The chert in the Franciscan was formed far out at sea millions of years ago. Silica skeletons of minute ocean animals called radiolaria settled to the ocean floor forming a silica ooze that ultimately solidified into chert. The chert continued to slowly accumulate on top of the ocean floor as the ocean crust drifted away from the spreading center on its long journey toward subduction. The chert ranges in age from 190 myo to 90 myo, representing 100 million years of accumulation

Radiolaria
Franciscan cherts are formed from the tiny (0.5 to 1.5 mm) silica shells of radiolaria. Many of these radiolaria are tropical species indicating that the sediments were deposited near the equator and were later transported northeastward by plate movements.

 

GreywackeFranciscan graywacke: Graywacke is less common on Mt. Diablo than the greenstone and chert. It is typically fine to medium grained and massive (no stratification or bedding visible). It breaks along distinct jointing planes (see photo to right) that helps distinguish it in outcrop from the more "shatter fracturing" of the greenstone.  It consists mainly of angular quartz, plagioclase feldspar, chert fragments, and dark volcanic rock fragments. Calcite and quartz occur commonly in the criss-crossed white veins.

The graywacke is younger in age than the greenstone (basalt) or chert, ranging from 90 to 100 million years in age. These rocks are thought to have formed in a subduction trench environment off the coast of North America (some researchers suggest Mexico and subsequently moving north) as intermittent submarine landslides cascading westward down the continental slope and coming to rest on top of the ocean crust or overlying chert. Geologists think that several eroding land area contributed grains to the diverse greywacke sands. The degree of metamorphism of the graywacke indicates burial to at least a depth of 15 miles before uplift and exposure.

Franciscan shale: Approximately 10% of the Franciscan on Mt. Diablo is made up of shale. Most of this clay sized material was probably deposited in less turbulent current conditions in association with the graywacke deposition.

Franciscan exotic rocks: Exposures of the so-called “exotic rocks” of the Franciscan are not uncommon on Mt. Diablo. These rocks have undergone a different pressure-temperature history than the rest of the Franciscan, an intriguing story yet to be fully explained.

Blue SchistThe most common exotic rock present on Mt. Diablo is a glaucophane schist, or "blue schist", named for the noticeable blue color of the glaucophane. Blue schist is largely altered basalt and reflect a history of hi-pressure/low-temperature metamorphism, a condition found in subduction environments and rarely any other place. One boulder can be found just north of the Junction Office in a gully on the east side of Northgate Road. On the Summit Road toward the summit just past the Rocky Point Picnic area, you will notice a dark blue-black boulder of blue schist about 5 feet across protruding from the bank on the left side of the road.

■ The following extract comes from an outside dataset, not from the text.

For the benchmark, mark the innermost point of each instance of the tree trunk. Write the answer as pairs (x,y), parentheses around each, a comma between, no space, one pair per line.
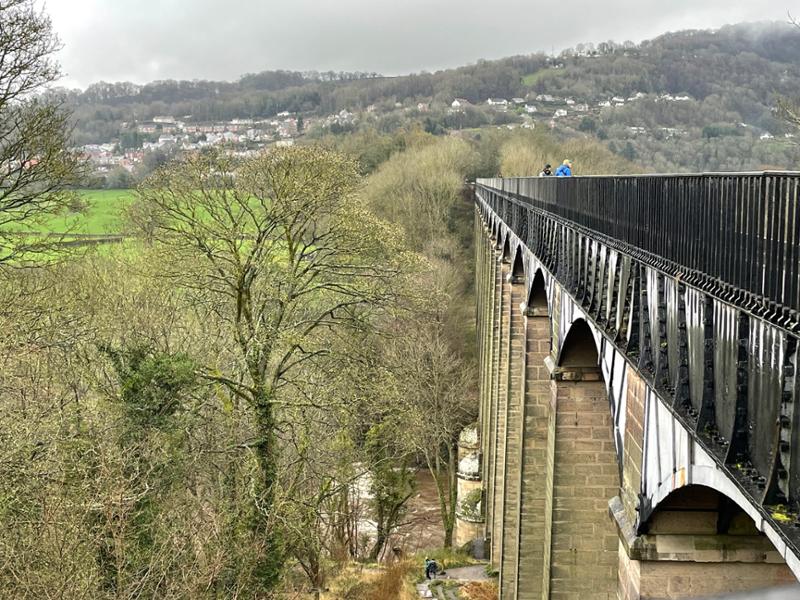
(271,562)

Much less common are bodies of green schist (rich in actinolite and talc minerals) and eclogite (garnet-pyroxene).

 

 

Group 3 - Great Valley (Mesozoic) and Younger Sedimentary Rocks (Cenozoic)

The third major rock sequence on and around Mt. Diablo are the thick sections of sedimentary rock formed from material derived, not from subduction to the west, but from material eroded from ancient highlands to the east, an ancient “Sierra” if you like, and proto-Klamath ranges in the north. Beginning about 10 million years ago, river, lake and stream sediments replaced marine deposits as the sea retreated from the Great Valley for the final time.

These rocks are exposed today wrapping around the mountain with bedding dipping steeply away from the Franciscan and ophiolite core. As you drive up South Gate Road to the summit, you are driving over rocks continually increasing in age - a 190 million year journey back through geologic time. In the Rock City and Castle Rock areas along the south and west side of the mountain, the original flat-lying beds are now upturned and stand almost vertical. Differential weathering of alternating resistant sandstone and soft shale layers are responsible for the ridge-valley topography seen around the mountain’s west, south and east sides.  

Great Valley Group (Upper Jurassic through Cretaceous): 

The name Great Valley Group refers to the thick sedimentary deposits of Upper Jurassic through Cretaceous age that were deposited in the marine basin west of the present day Sierra. The Great Valley sequence is composed mostly of deepwater marine shale, sandstone and some conglomerates accumulating to a thickness of 60,000 feet near the western margin of the present day Sacramento Valley and then thinning toward Mt. Diablo. The mode of deposition was as overlapping lobes of sedimentary material derived from ancient river deltas along the front of the highlands to the east. The oldest beds (140 to 145 myo "Knoxville" in this area.) were deposited on top of a remnant of oceanic crust (ophiolite). Great Valley deposits on-lap the Mt. Diablo area and thinner deposits intermittently covered it during this time. One interpretation suggests the Mt Diablo area probably was an area of non-deposition during early and middle Cretaceous. The entire area was located on a westward dipping gentle shelf, far from sediment source.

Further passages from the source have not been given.